Another Benten acquisition, Modern Love is Automatic, will open the 5th Porn Film Festival Berlin (October 28 - 31), new friend Jürgen Brüning's celebration of all things porno. Ambitiously, Brüning has put together a program of 134 films to exhibit over the course of four days. He's also planning a naked smoking lounge, topless arm wrestling, and "hands-on" workshops such as "A Whore's Guide to Safer Sex for Queers" with Berlin/San Francisco-based sex worker, Sadie Lune; an introduction to Japanese bondage "including basic knots, bondage of upper and lower body, securing a suspension rope, health and safety," with Hamburg-based Matthias T.J. Grimme; and, "Porn and Feminism" with Amsterdam-based erotic film director, Jennifer Lyon. All workshops are limited to 20 people and include a buffet. :) This fest I will not miss. However, about five kilos will have to come off my body between now and then if I'm to enter the smoking lounge sans culotte.
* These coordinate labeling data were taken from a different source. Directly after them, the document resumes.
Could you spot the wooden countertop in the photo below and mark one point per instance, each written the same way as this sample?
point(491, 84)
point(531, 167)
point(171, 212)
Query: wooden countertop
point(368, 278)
As for other upcoming festivals (not in Berlin): Because I've enrolled myself in German classes full-time, like the good school kid I am, I have to wait for proper vacations to go anywhere. However, I will be playing a bit of hooky since this is the season of many important European documentary film festivals, and I do tend to brake for documentary. Instead of sitting here on a calm Saturday afternoon blogging, I was supposed to be at the International Hamburg Film Festival; however, one week ago I ended up at the Charité-Universitätsmedizin hospital undergoing emergency surgery. I am recovering fine, but damn, I really was looking forward to going to Hamburg!
On a happier note, I do have a school break coming up mid-October and am deciding to go to one of three fests: the 8th Zagreb Film Festival in Croatia (October 17 - 23), a festival that features only first and second directorial efforts; DOK Leipzig in Germany (October 18 - 24), one of the oldest and most important documentary exhibition and market events; or, the Viennale (October 21 - November 3) in Austria. I'll keep you posted on where I end up as soon as I know--a wealth of riches, to be sure. November will bring Sheffield in the UK, CPH:DOX in Denmark and the IDFA in the Netherlands. And, of course, more news from sexy Berlin. Haben Sie einen schönen Herbst!